When the Turkish President, Recep Tayyip Erdoğan, arrived at the Turkish embassy at Washington, he was greeted by demonstrators who had assembled before the embassy, peacefully demonstrating against his draconian policies.

The Embassy’s security services considered that these peaceful demonstrators included militants of the Kurdish cause, who according to Ankara are “terrorists” and left to “defend” President Erdoğan. This was followed by a brawl during which a dozen people were seriously injured.

Not knowing what action to take against a security service that benefitted from diplomatic immunity, police action was limited to separating the two camps. The two diplomats arrested when they were beating up demonstrators, were released some minutes later.
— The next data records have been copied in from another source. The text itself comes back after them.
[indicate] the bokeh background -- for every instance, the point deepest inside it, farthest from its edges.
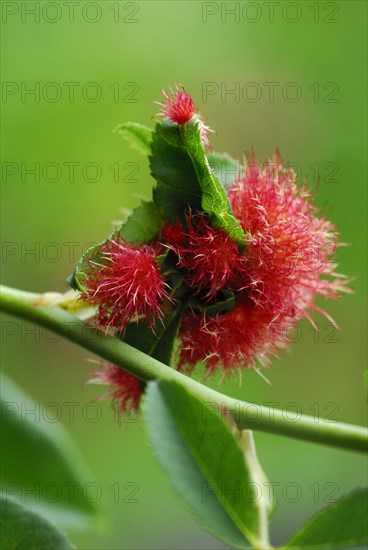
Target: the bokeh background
(315, 53)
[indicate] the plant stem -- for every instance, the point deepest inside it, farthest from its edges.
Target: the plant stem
(31, 307)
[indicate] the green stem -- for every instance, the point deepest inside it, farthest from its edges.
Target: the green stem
(32, 307)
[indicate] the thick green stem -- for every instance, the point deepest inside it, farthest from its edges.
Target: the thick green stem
(32, 307)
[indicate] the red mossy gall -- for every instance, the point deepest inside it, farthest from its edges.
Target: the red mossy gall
(179, 107)
(288, 264)
(125, 283)
(210, 259)
(126, 390)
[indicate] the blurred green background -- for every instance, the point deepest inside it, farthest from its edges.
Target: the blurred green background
(129, 53)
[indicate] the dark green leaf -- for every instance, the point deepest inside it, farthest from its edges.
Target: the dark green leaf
(340, 525)
(184, 178)
(37, 455)
(138, 136)
(184, 473)
(224, 167)
(140, 227)
(23, 529)
(226, 460)
(158, 344)
(224, 301)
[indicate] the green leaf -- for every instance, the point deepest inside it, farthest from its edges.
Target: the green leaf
(23, 529)
(158, 343)
(184, 178)
(140, 227)
(138, 136)
(40, 465)
(183, 471)
(203, 455)
(224, 301)
(340, 525)
(226, 168)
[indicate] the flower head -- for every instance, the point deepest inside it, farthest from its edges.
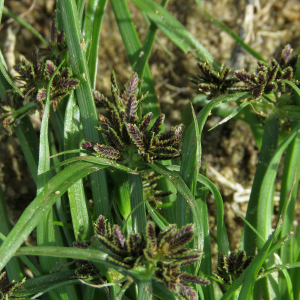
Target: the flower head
(128, 137)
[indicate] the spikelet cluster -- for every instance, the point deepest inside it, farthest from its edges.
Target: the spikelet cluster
(128, 137)
(231, 267)
(265, 79)
(34, 78)
(164, 254)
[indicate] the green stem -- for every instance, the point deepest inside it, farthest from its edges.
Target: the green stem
(30, 144)
(269, 144)
(69, 15)
(14, 267)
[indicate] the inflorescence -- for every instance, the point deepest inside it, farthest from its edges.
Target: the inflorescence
(265, 79)
(130, 138)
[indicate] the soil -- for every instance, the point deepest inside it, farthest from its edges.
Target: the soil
(229, 150)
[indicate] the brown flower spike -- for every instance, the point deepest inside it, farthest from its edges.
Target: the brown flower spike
(129, 138)
(160, 255)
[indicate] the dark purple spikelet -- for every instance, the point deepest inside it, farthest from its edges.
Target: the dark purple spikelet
(136, 137)
(127, 134)
(6, 291)
(107, 151)
(231, 266)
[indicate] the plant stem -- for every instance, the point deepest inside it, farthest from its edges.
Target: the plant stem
(136, 199)
(269, 144)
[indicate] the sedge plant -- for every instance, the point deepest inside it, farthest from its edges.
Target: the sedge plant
(133, 189)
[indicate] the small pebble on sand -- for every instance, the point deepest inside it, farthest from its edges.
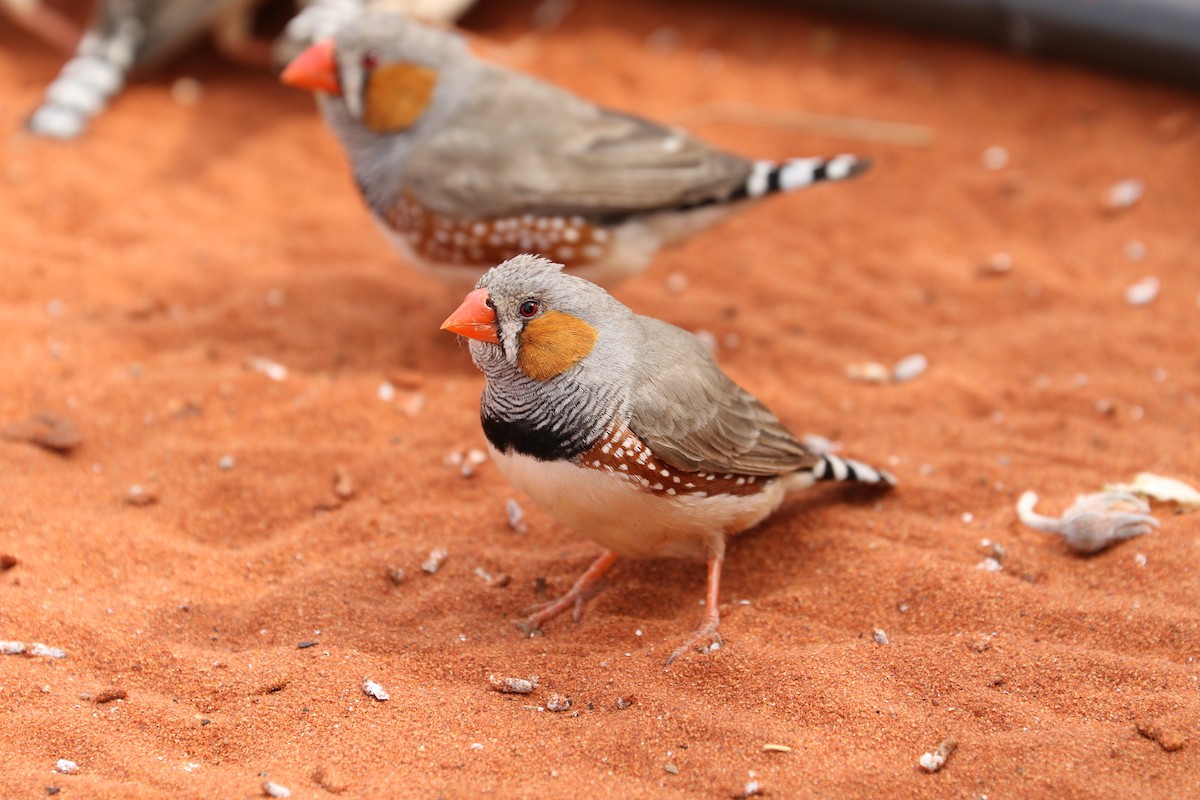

The State Department has summoned the Turkish Ambassador who has stuck to his version of the facts: the security of President Erdogan, “attacked” by “terrorists”, had to be ensured.

Several members of the US Congress, including John McCain, have asked for the Turkish diplomatic personnel to be expelled. For his part, the Turkish Minister of Foreign Affairs, Mevlut Cavusoglu, has asked Washington to recall its special envoy for the Syrian conflict, Brett McGurk, whom he accuses of supporting Kurdish “terrorists”.

The President of the Senate’s Foreign Affairs Committee, Ed Royce, wrote to the Attorney General and to the Secretary of State to ask them to take measures.

A video provides evidence that President Erdogan ordered and observed those opposing him, being beaten up.

President Erdoğan, who has now raised questions as to his commitments with respect to the minority Kurd and who has unilaterally broken the truce with the PKK, is leading a harsh repression of Kurds militants.